Best of Last Week—Multi-planet system found, chip reduces robot power needs, vitamin D deficiency linked to dementia

June 20, 2022 • by Bob Yirka

Credit: AI-generated image (disclaimer)

It was a good week for space science as a pair of researchers at the University of California, Davis, found evidence in a Martian meteorite that upset planet formation theories—surprisingly, krypton isotopes found in the meteorite were characteristic of chondritic meteorites rather than solar nebula. Also, researchers working with NASA's OSIRIS-REx spacecraft found evidence of asteroid Bennu's boulder "body armor,"which gives it protection against smaller meteoroid impacts. And a team at MIT found evidence of a nearby multi-planet system.
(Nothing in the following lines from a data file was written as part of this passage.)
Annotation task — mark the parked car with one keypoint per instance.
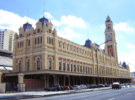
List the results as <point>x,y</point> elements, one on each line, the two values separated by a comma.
<point>71,87</point>
<point>83,86</point>
<point>100,85</point>
<point>54,88</point>
<point>66,87</point>
<point>76,87</point>
<point>116,85</point>
<point>92,86</point>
At just 10 parsecs, it is one of the closest multi-planet systems found to date.

In technology news, a team at Graz University of Technology working with a group at Intel designed and built a neuromorphic computing architecture that can run deep neural networks more efficiently than those using traditional methods. Also, a team with members from the Leibniz-Institut für Katalyse and APEX Energy Teterow GmbH designed and built a system for the reversible hydrogenation of carbon dioxide into formic acid. And a team of researchers at Tsinghua University's Center for Brain-Inspired Computing Research in Beijing, China, designed, built and tested a neuromorphic chip that dramatically reduces power requirements for a "cat-chasing-mouse"-type rolling robot. And a combined team from Florida State University and Argonne National Laboratory, looked into why promising solar cell material degrades so quickly.

In other news, a large international team of researchers found 69 unique genetic variants that could be linked to the ability of humans to keep time to a beat. Also, a small team of researchers, one a private citizen in France, another with the Royal Belgian Institute of Natural Sciences and a third from the Naturhistorisches Museum Basel, in Switzerland, discovered a new type of ancient "bear dog" that was once a large predator in the Pyrenees. And finally, a team at the University of South Australia found evidence that a vitamin D deficiency could be directly linked to dementia.